Che significa essere campioni d’Europa? Cosa cambia del nostro calcio? Sappiamo che non succedeva dal ’68, ma pochi ricordano che quello fu un Europeo senza forma, con una finale in Italia e appena quattro squadre. Battemmo l’Unione Sovietica alla monetina, poi in finale venimmo surclassati dalla vecchia Jugoslavia ancora unita, pareggiammo a dieci minuti dalla fine con Domenghini. Non esistevano i tempi supplementari, il regolamento ordinava si rigiocasse due giorni dopo. Valcareggi cambiò non solo formazione, ma anche sistema di gioco, vincemmo 2-0, gol di Anastasi e Riva.ù

Il significato di quell’Europeo fu chiudere il nostro lungo dopoguerra del calcio, andare oltre la fine del Grande Torino e cancellare gli anni Cinquanta, inutili e dolorosi come i nostri anni dieci. Erano stati allora Milan e Inter ad accendere la strada per la Nazionale, è toccato oggi alla Nazionale indicare il cammino a quelli che non sanno più vincere. Non credo che questa vittoria ci riqualifichi nel calcio perché il calcio è una terra nostra, la frequentiamo da tanto tempo, nessuno si è mai permesso di dimenticarci. Il significato di questi Europei è l’annebbiamento, forse la fine, di una lunga leggenda che abbiamo costruito con dedizione per molti, moltissimi anni: il calcio all’italiana.

Non credo riusciremo a rimanerne lontani a lungo, né sarebbe giusto, però è cambiato almeno il modo di farci guardare dagli altri. Non era mai successo, nemmeno dopo i due Mondiali vinti. Siamo riusciti nella cosa più difficile, cambiare una lunga tradizione. È finito il calcio di strada, la convenienza, siamo entrati nella parte condivisa del calcio. Abbiamo messo a disposizione del mondo un grande metodo di calcio di cui tanti hanno usufruito e che conta ancora più imitazioni della Settimana enigmistica.

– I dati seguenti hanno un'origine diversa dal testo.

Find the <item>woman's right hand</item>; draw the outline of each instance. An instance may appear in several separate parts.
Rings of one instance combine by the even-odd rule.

Ma abbiamo deciso di cambiare da soli. Conte, cinque anni fa, con la squadra che aveva agli ultimi Europei, fece un’impresa ad arrivare nei quarti e ad essere eliminato ai rigori. Ma anche Conte giocava all’italiana. I contropiedi erano elettrici come quelli di Mancini, ma nascevano dal profondo della squadra.

Oggi abbiamo aperto una via diversa al calcio, una sintesi tra il Nord del mondo e il suo Sud. Non è Contismo o Guardiolismo, è una diversità molto personale, la chiamerei Mancinità, una nuova categoria. Non è una rinascita, non è questo il significato. Quaranta buoni giocatori un Paese di sessanta milioni di persone, li troverà sempre. È cambiato il modo di farli pensare, e con questo, il nostro modo di seguirli. La gente non si è innamorata dell’Italia per i suoi risultati, prima del Belgio non avevamo davvero battuto nessuno. Ha amato la squadra per come si è subito sentita rappresentata dalla sua diversità.

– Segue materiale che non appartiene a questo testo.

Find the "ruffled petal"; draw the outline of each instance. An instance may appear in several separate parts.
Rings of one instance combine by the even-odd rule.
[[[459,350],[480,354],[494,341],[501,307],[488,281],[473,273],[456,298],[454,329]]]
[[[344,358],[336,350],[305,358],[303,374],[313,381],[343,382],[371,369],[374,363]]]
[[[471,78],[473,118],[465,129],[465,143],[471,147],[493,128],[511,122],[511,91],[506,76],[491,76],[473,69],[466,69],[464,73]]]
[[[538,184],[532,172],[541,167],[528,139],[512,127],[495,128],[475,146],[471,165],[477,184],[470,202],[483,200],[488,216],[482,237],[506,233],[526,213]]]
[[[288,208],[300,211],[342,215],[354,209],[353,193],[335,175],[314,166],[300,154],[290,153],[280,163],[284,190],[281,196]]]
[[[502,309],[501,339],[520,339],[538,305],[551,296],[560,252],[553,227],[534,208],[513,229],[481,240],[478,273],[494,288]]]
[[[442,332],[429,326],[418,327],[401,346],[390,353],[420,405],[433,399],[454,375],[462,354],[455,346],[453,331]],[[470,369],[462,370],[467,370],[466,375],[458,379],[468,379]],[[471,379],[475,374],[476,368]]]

Le Nazionali sono come le stagioni, da tempo non sono più quelle di una volta. Poche escono dal proprio campionato, ormai siamo un continente sovrapposto, tutti giocano dovunque. E nella selezione le squadre nazionali acquistano pubblico ma perdono qualità. Le grandi squadre di club sono non solo più forti delle Nazionali ma anche più omogenee, hanno imparato a stare insieme per sessanta partite non per sette, per anni e anni, non per un mese.

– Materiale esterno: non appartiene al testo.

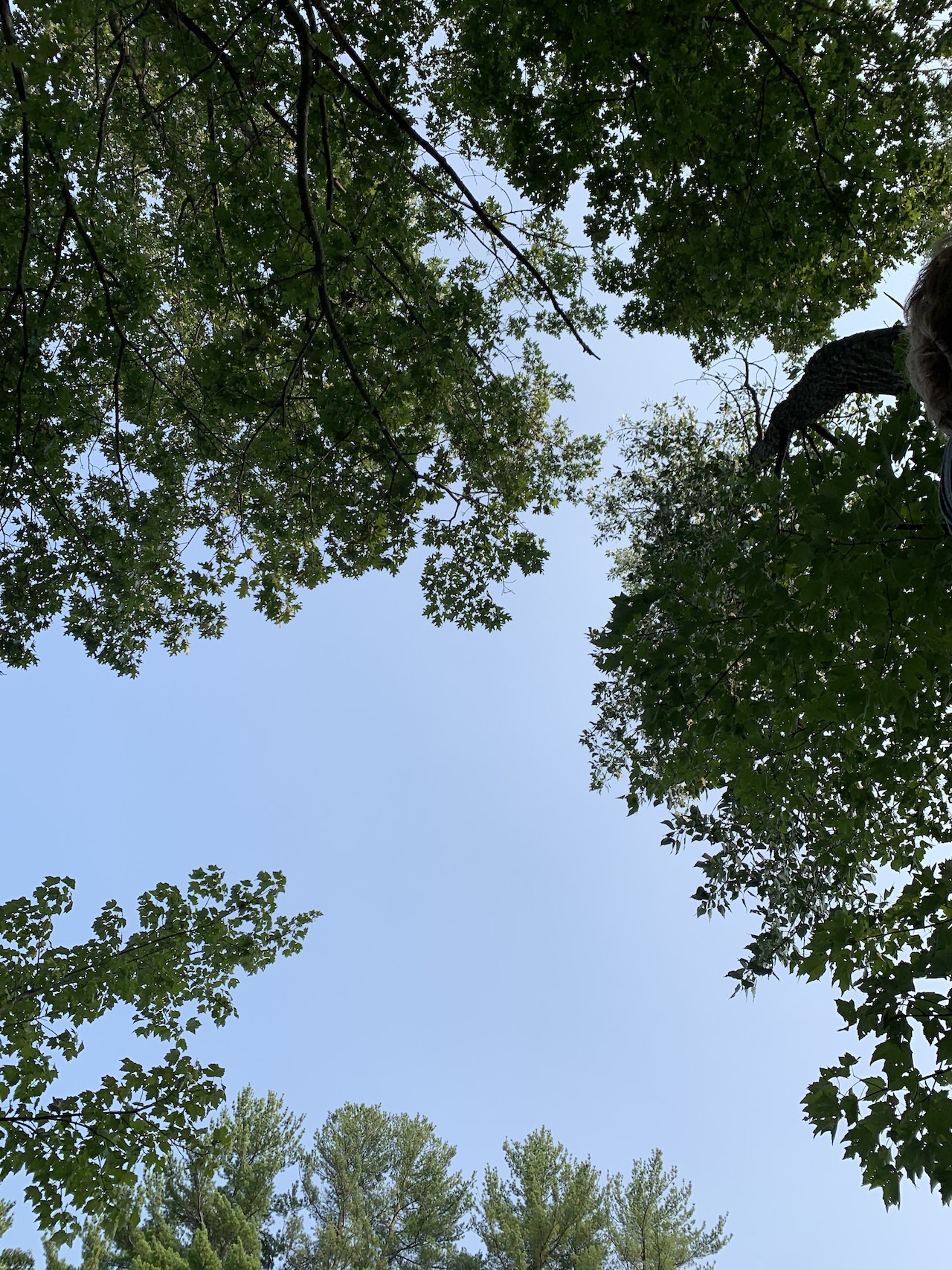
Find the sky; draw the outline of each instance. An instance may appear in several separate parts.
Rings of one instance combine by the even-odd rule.
[[[840,333],[896,314],[883,300]],[[679,340],[609,330],[599,352],[559,351],[578,431],[675,391],[712,401]],[[221,641],[155,649],[135,681],[48,632],[38,667],[0,678],[5,894],[75,876],[61,933],[80,939],[107,899],[194,867],[282,869],[287,911],[324,916],[199,1033],[230,1093],[275,1090],[308,1132],[345,1101],[421,1113],[467,1175],[539,1125],[603,1170],[659,1147],[699,1219],[729,1213],[720,1270],[942,1264],[938,1198],[908,1186],[886,1212],[801,1119],[845,1048],[830,986],[731,997],[743,914],[698,921],[664,813],[589,791],[586,631],[613,587],[584,509],[546,528],[548,566],[513,582],[495,634],[430,626],[413,561],[331,582],[287,627],[236,602]],[[76,1087],[135,1053],[121,1015],[88,1040]],[[13,1236],[38,1247],[24,1210]]]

Ma le grandi Nazionali vanno oltre, sono identitarie, giocano ogni volta per un intero popolo, questo le moltiplica. Vanno capite e prese al volo quelle parti del Paese che spostano. In gioia, in idee, in abitudini. Le Nazionali cambiano qualcosa e vengono cambiate dalla propria gente. C’è uno scambio vasto, meno legato al tempo di una stagione. Per questo la Mancinità non avrà data di scadenza, da oggi è un principio, una ricetta, da agitare e usare secondo dosi. È il nostro nuovo regalo al calcio di tutti. Questo è il significato.